Middle Child and I sit at the kitchen table, weeping. It’s 4:30am and in ten minutes he’s getting a lift to the airport, bound for the Algarve and a month working on a farm. He’s been to relatives before, but this is the first time I’ve launched him into the unknown and I’m trying very hard not to pass on my anxiety. But failing.
“This is why you can’t take me to the airport,” he says. “Other Parent will say, ‘Right then, good luck,’ shake my hand and off I’ll go. If you took me we’d just stand there crying,” he says.
True. I’ve been fretting all week, badgering him about his preparations.
“Let’s print off a map, see where your hostel is,” I say one morning.
“Already got it on my phone.”
“OK. Let’s see which bus you should get from the airport into town.”
“Oh.” I’m amazed, and redundant.
Another morning I try, “OK. Let’s run through your stuff again. Ticket, passport, tent, first aid kit, guitar…”
“Yep. All packed.”
“I know, condoms. I’ll get you two boxes.”
“Ha, ha, what if I don’t use them all, will I be in trouble with my mum?”
“Yes, make sure you don’t bring any back,” I joke.
So here we are, packed and teary. I try to think of something sensible to say to distract us.
“Remind me what your friend’s mum said when you told her about your trip. She’s a top parent type.”

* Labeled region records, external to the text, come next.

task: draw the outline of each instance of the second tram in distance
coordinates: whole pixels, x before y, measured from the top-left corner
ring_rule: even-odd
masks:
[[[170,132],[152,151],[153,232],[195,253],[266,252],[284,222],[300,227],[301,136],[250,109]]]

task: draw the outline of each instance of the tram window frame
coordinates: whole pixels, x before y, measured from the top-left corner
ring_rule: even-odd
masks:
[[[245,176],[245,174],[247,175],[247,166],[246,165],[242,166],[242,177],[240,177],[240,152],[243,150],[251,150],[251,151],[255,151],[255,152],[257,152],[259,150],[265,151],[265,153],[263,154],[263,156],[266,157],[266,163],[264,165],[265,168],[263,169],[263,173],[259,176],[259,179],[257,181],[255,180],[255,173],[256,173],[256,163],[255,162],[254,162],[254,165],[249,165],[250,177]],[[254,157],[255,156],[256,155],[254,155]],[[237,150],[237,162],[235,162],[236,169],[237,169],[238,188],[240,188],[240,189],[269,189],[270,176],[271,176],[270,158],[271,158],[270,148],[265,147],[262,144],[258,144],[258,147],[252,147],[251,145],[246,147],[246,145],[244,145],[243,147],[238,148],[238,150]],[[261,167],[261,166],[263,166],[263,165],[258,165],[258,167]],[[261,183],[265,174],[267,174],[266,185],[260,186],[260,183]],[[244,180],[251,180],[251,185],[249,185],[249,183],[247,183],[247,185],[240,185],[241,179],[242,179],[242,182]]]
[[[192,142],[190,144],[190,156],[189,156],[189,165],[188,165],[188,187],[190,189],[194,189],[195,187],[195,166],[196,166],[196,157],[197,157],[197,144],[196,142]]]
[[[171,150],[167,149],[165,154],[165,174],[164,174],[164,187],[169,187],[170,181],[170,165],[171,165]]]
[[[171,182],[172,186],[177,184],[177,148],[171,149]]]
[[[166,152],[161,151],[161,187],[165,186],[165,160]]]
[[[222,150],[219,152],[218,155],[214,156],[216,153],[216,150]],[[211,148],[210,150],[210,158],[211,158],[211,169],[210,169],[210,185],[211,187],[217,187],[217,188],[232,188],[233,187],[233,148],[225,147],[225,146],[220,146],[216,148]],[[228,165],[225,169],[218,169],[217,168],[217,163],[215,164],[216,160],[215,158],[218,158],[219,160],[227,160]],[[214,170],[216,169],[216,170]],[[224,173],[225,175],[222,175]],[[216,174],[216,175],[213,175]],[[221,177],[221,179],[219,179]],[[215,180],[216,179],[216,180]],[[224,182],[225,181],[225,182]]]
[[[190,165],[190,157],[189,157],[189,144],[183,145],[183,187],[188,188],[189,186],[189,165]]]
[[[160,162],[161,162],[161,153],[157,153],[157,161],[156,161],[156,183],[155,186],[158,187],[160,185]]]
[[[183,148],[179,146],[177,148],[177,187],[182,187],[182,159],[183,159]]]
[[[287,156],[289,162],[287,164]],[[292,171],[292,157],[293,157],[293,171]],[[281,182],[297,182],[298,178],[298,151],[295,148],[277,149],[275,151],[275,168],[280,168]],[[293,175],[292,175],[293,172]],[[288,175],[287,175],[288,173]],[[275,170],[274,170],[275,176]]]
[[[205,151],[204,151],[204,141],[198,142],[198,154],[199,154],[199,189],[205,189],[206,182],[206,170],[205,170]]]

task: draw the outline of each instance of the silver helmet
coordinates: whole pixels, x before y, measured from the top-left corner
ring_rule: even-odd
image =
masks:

“She said ‘don’t do anything risky’.”
“Yes, that. That was very good. And what did you say again?”
“No, I won’t.”
“Oh yes. Good.”
The doorbell rings and after a big squelchy hug, he’s gone.
A couple of days later, he texts: “Hello, how am I for tetanus?”
Aw no. “Up to date,” I text back. “And use the antiseptic in your first aid kit.”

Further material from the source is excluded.